Mengingat bahwa gembong-gembong Quraisy telah juga ikut serta dalam angkatan
perang ini, beberapa orang dari kalangan ahli pikir mereka merasa kuatir,
kalau-kalau banyak dari mereka itu yang akan terbunuh, sehingga Mekah
sendiri nanti akan kehilangan arti. Sungguhpun begitu mereka masih takut
kepada Abu Jahl yang begitu keras, juga mereka takut dituduh pengecut dan
penakut. Tetapi tiba-tiba tampil 'Utba b. Rabi'a ke hadapan mereka itu
sambil berkata:

"Saudara-saudara kaum Quraisy, apa yang tuan-tuan lakukan hendak memerangi
Muhammad dan kawan-kawannya itu, sebenarnya tak ada gunanya. Kalau dia
sampai binasa karena tuan-tuan, masih ada orang lain dari kalangan tuan-tuan
sendin yang akan melihat, bahwa yang terbunuh itu adalah saudara sepupunya,
dari pihak bapa atau pihak ibu, atau siapa saja dari keluarganya. Kembali
sajalah dan biarkan Muhammad dengan teman-temannya itu. Kalau dia binasa
karena pihak lain, maka itu yang tuan-tuan kehendaki. Tetapi kalau bukan itu
yang terjadi, kita tidak perlu melibatkan diri dalam hal-hal yang tidak kita
inginkan."

Mendengar kata-kata 'Utba itu, Abu Jahl naik darah. Ia segera memanggil
'Amir bin'l-Hadzrami dengan mengatakan:

"Sekutumu ini ingin supaya orang pulang. Kau sudah melihat dengan mata
kepala sendiri siapa yang harus dituntut balas. Sekarang, tuntutlah
pembunuhan terhadap saudaramu!"8

'Amir segera bangkit dan berteriak:

"O saudaraku! Tak ada jalan lain mesti perang!"

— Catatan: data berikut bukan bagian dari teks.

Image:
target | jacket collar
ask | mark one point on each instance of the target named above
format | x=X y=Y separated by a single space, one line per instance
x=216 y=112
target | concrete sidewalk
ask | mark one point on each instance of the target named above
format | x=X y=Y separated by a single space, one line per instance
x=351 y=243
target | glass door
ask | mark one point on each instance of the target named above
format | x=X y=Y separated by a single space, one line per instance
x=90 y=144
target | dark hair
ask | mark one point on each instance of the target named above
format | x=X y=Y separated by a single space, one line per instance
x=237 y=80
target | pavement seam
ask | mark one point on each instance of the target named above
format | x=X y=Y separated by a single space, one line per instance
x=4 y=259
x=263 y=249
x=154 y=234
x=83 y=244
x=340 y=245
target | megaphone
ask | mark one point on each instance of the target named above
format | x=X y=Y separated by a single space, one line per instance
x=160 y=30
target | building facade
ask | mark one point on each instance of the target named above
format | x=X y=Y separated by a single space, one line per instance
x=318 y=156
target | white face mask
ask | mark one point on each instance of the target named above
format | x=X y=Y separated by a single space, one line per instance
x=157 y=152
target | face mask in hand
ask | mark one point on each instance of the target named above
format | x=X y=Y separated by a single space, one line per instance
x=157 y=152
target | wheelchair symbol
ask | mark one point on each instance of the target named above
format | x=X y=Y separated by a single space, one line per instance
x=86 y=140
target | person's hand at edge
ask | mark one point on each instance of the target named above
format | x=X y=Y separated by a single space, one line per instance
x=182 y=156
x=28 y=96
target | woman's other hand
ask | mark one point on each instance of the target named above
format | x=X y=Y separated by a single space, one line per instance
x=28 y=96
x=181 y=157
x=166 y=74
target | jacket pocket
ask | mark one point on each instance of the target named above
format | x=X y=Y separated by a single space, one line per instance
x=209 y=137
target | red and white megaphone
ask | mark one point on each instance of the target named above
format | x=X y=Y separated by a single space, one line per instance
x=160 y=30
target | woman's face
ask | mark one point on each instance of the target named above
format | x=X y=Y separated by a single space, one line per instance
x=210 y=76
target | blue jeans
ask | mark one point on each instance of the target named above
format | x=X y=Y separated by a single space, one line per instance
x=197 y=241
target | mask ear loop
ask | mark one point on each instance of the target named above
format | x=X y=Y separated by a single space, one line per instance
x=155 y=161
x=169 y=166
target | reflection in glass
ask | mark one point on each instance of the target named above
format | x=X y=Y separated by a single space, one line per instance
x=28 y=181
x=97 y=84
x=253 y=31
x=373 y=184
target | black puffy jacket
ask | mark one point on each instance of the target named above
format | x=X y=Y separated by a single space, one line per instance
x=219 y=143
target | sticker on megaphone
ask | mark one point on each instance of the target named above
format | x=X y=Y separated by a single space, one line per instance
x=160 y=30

Dengan dipercepatnya pertempuran itu Aswad b. 'Abd'l-Asad (Makhzum) keluar
dari barisan Quraisy langsung menyerbu ke tengah-tengah barisan Muslimin
dengan maksud hendak menghancurkan kolam air yang sudah selesai dibuat.
Tetapi ketika itu juga Hamzah b. Abd'l-Muttalib segera menyambutnya dengan
satu pukulan yang mengenai kakinya, sehingga ia tersungkur dengan kaki yang
sudah berlumuran darah. Sekali lagi Hamzah memberikan pukulan, sehingga ia
tewas di belakang kolam itu. Buat mata pedang memang tak ada yang tampak
lebih tajam daripada darah. Juga tak ada sesuatu yang lebih keras membakar
semangat perang dan pertempuran dalam jiwa manusia daripada melihat orang
yang mati di tangan musuh sedang teman-temannya berdiri menyaksikan.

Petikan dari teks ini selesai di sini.